The Survey underlines that this rise reflects a broad-based shift rather than a narrow sectoral improvement. India’s innovation ecosystem, once concentrated largely in select information technology corridors, has expanded across sectors such as biotechnology, artificial intelligence, clean energy, and advanced manufacturing.
A key indicator of this transformation is the growing global recognition of Indian innovation hubs. As per data cited from the World Intellectual Property Organisation (WIPO), three Indian cities, Bengaluru, Delhi, and Mumbai now feature among the world’s top 50 innovation-intensive clusters. This marks a notable departure from the past, when India’s presence in global innovation rankings was limited and geographically concentrated.
The Survey presents intellectual property creation as one of the strongest quantitative markers of India’s innovation progress. Between FY20 and FY25, patent applications in the country nearly doubled. During the same period, trademark registrations increased by 1.5 times, while design registrations rose sharply by 2.5 times.

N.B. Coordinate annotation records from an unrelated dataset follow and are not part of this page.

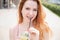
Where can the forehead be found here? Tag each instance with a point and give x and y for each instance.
(30, 3)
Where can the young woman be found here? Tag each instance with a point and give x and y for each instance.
(31, 21)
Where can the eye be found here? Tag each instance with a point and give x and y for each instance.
(34, 9)
(27, 8)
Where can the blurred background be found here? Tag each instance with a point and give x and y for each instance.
(9, 16)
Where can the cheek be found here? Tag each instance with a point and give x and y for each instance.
(35, 14)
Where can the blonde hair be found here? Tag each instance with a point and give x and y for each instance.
(38, 22)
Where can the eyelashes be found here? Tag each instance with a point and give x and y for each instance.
(30, 9)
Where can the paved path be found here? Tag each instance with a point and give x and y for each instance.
(8, 19)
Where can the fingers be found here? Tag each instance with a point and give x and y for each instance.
(33, 31)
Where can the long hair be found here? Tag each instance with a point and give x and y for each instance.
(38, 22)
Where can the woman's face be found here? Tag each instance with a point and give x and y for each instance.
(29, 10)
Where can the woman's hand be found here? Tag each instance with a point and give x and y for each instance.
(34, 33)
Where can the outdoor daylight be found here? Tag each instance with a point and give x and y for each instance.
(36, 19)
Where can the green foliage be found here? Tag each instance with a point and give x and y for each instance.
(53, 7)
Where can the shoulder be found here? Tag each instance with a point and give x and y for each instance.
(13, 32)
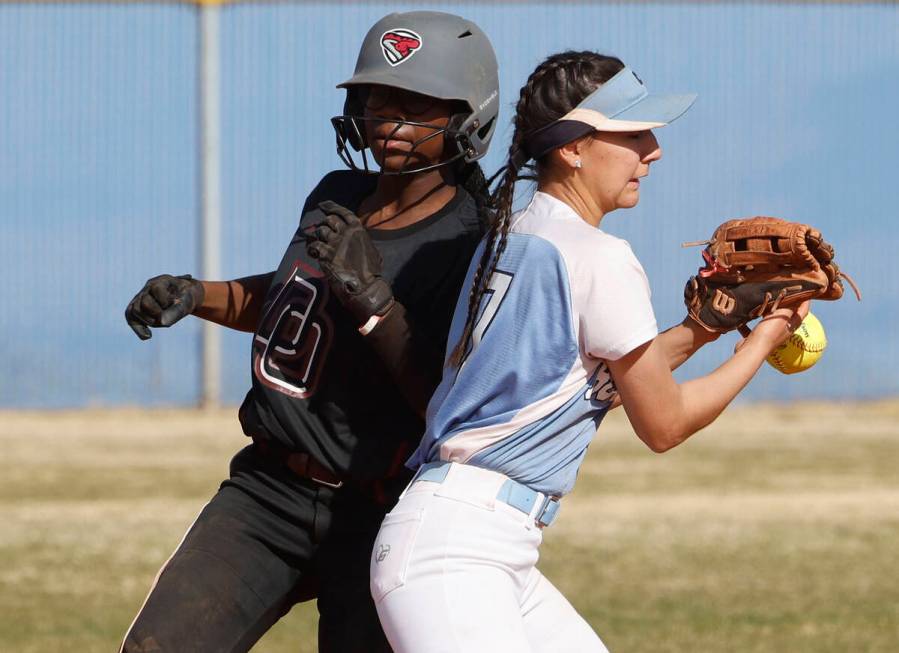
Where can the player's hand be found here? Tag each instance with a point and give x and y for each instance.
(351, 263)
(776, 328)
(163, 301)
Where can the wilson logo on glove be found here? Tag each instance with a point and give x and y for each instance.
(398, 45)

These gains have translated into higher global rankings in intellectual property filings. India now ranks fourth globally in trademark filings, sixth in patents, and seventh in industrial design registrations. The Survey highlights the surge in design registrations as particularly significant, as it points to a shift from basic manufacturing toward product differentiation, branding, and value addition, key characteristics of economies moving up the global value chain.
The Economic Survey identifies the expansion of India’s startup ecosystem as a central driver behind these trends. The number of startups recognised by the Department for Promotion of Industry and Internal Trade (DPIIT) has increased dramatically, from around 500 in 2016 to more than two lakh by 2025. This growth has been supported by policy instruments such as the Fund of Funds for Startups and the Credit Guarantee Scheme, which have improved access to capital and reduced early-stage risks.
Alongside startups, public research institutions have also played a role in strengthening the innovation pipeline. The Survey notes that organisations such as the Council of Scientific and Industrial Research (CSIR) have increasingly shifted focus from purely laboratory-based research toward technologies with deployable and commercial applications, helping bridge the gap between research and industry needs.
Despite these advances, the Survey flags persistent structural challenges. India’s gross expenditure on research and development remains at 0.64 per cent of GDP, a level that is substantially lower than the 2 to 5 per cent range observed in leading innovation-driven economies. This constraint, the Survey suggests, limits the scale and depth of innovation, particularly in high-technology and capital-intensive sectors.
To address this gap, the Economic Survey points to the recently announced Research, Development and Innovation Fund with an allocation of Rs 1 lakh crore. The fund is expected to strengthen India’s innovation ecosystem by supporting advanced research, technology development, and commercialisation efforts.
Overall, the Economic Survey 2025-26 presents India’s rise in the Global Innovation Index as the outcome of sustained policy support, expanding entrepreneurial activity, and increasing intellectual property generation, while also underscoring the need for higher R&D investment to sustain this momentum.